Rail strike may further slow movement of huge West Canada crop
A possible strike at Canada's biggest railway is compounding a vexing problem in the second-biggest wheat exporting country - how to move the western crop belt's abundant harvest to port with a strained transportation system.
A dispute between Canadian National Railway Co and its railroad workers raises the possibility of a strike or lockout as early as Oct. 29. Talks are scheduled to resume on Oct. 21, with both the union and railway hopeful of avoiding a work stoppage.
"Whenever there's a labor disruption, it has a huge impact on us," said Wade Sobkowich, executive director of the Western Grain Elevator Association, which represents grain handlers such as Richardson International Limited, Viterra and Cargill Ltd. "All grain shippers are concerned that we won't have sufficient rail capacity to move this large crop when we need to move it."
Agriculture and Agri-Food Canada estimates total crop production in Western Canada at a record-high 67.3 million tonnes and transport infrastructure is already struggling. Canada exports about two-thirds of its wheat and more than half of its canola.

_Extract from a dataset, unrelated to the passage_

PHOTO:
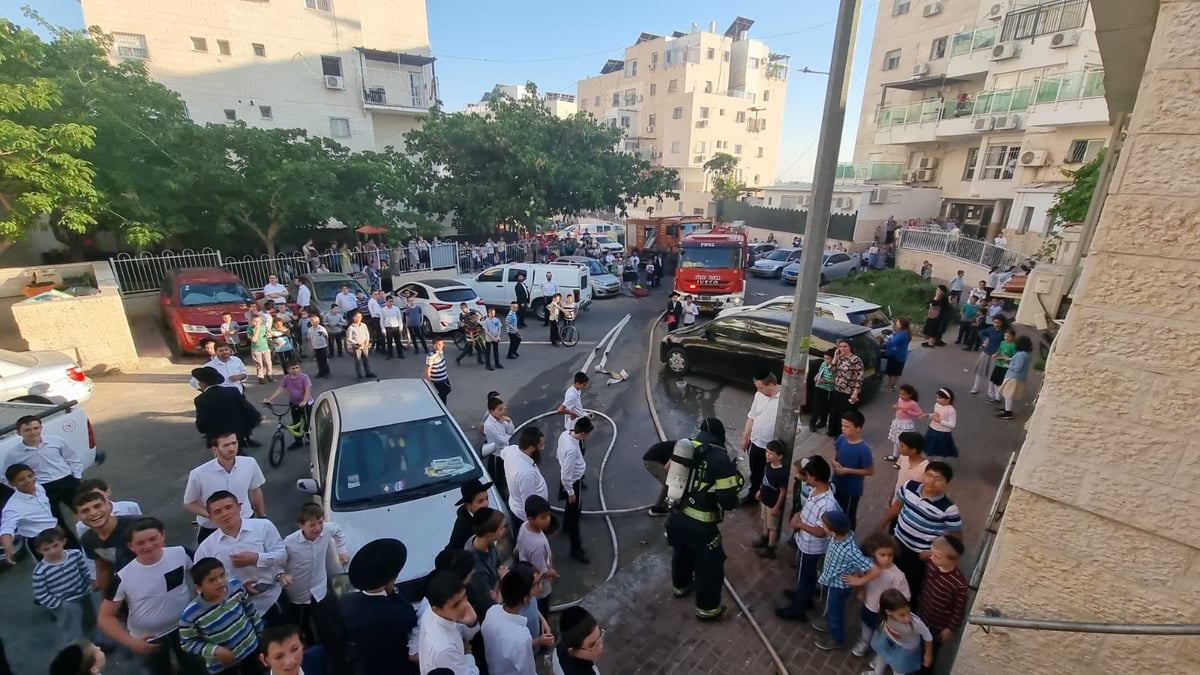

Some farmers, waiting for congested country elevators to clear space, have piled grain on the ground, potentially risking contamination, while others are filling plastic silo bags that snake hundreds of feet across fields.
Some bursting-at-the-seams grain handlers, meanwhile, have resorted to storing crops in temporary "bunkers" that resemble hockey rinks with boards along the sides, pipes to dry the grain and tarps protecting it from rain and snow.
Railways are filling about half of the grain car orders within the same week, a situation that isn't unprecedented during the harvest, but not ideal for moving crops quickly, Sobkowich said, adding that elevators are about 95 percent full.
A bottleneck in Western Canada's crop pipeline has already expanded the discount in the cash price grain handlers pay farmers versus the wheat futures price, according to crop marketer CWB. It may also prevent some export sales as handlers look to avoid penalties for late delivery, Sobkowich said.
Most of Canada's crop production comes from its western provinces, where farmers and grain handlers rely heavily on Canadian National and Canadian Pacific Railway to move crops into export position on the Great Lakes or West Coast.
Effectively moving the big harvest will require all parties along the supply chain to work together, not just railways, said Canadian National spokesman Mark Hallman.
CN expects to have a C$100-million ($97 million) upgrade to its capacity on the Winnipeg-Edmonton corridor in place by the end of November, Chief Operating Officer Jim Vena said in September.